Computational optimization of transcranial focused ultrasound stimulation: Toward noninvasive, selective stimulation of deep brain structures

Abstract

Low-intensity focused ultrasound is emerging as a high-resolution highly selective alternative to standard noninvasive transcranial brain stimulation techniques. A major challenge in using ultrasound devices is designing a stimulator capable of efficiently focusing the acoustic wave to selectively target a specific brain region by compensating for the wavefront distortions induced by the intact skull. Single-element transducers are efficient in stimulating cortical areas in both non-human and human primates. However, reaching deeper brain structures with millimeter resolution and high specificity requires the use of ad hoc multi-element devices characterized by a specific number of piezoelectric elements that optimize the energy deposition in the focal region while simultaneously minimizing the off-focus dispersion.
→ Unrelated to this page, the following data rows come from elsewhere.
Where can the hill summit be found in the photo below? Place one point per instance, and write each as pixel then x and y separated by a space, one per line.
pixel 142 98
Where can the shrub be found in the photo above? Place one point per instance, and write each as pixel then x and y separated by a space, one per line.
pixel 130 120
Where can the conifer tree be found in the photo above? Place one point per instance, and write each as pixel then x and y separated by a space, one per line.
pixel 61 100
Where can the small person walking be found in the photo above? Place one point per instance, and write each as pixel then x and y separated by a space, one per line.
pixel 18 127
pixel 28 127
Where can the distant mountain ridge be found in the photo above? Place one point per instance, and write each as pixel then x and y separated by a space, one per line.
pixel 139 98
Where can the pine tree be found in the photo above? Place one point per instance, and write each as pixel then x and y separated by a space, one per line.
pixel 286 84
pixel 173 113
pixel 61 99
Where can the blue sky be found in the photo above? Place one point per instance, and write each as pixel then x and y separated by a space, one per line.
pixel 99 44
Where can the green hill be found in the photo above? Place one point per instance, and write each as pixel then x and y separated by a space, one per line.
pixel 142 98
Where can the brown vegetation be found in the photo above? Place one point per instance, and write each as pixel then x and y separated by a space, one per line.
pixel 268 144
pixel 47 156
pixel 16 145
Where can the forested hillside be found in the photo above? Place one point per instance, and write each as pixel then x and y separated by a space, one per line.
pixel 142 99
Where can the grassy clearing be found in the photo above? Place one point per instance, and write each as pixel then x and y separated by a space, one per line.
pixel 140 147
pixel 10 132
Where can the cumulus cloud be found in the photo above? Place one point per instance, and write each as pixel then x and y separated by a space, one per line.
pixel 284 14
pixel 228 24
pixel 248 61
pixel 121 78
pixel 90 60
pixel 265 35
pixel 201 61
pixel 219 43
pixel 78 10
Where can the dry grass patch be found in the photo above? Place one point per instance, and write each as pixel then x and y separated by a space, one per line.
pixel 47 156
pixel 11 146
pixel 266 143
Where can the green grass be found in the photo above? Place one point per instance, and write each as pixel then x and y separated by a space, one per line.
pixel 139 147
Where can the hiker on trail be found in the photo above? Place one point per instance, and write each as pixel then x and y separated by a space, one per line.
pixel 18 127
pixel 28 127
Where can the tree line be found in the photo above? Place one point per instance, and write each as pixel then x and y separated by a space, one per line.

The high cost and complexity of adequately controlling the thousands of elements used generally for such stimulators have limited their use in neuromodulation applications. This study defines the optimal configuration of a multi-element stimulator for low-intensity focused ultrasound through a full-wave realistic numerical model that includes both the stimulator geometry and a detailed anatomical head model. The performance of the device was evaluated. We investigated the influence of the number of piezoelectric elements in the stimulator on its transcranial focusing capabilities. Our results confirm that the focusing optimization improves as the number of elements increased (from 16 to 256). With only 96 point-sources, there was a good trade-off between cost and focusing efficiency. Our study provides a cost-effective stimulator design that enables a standard focusing procedure and a steering technique enacted without prior knowledge about the skull's local acoustic impedance.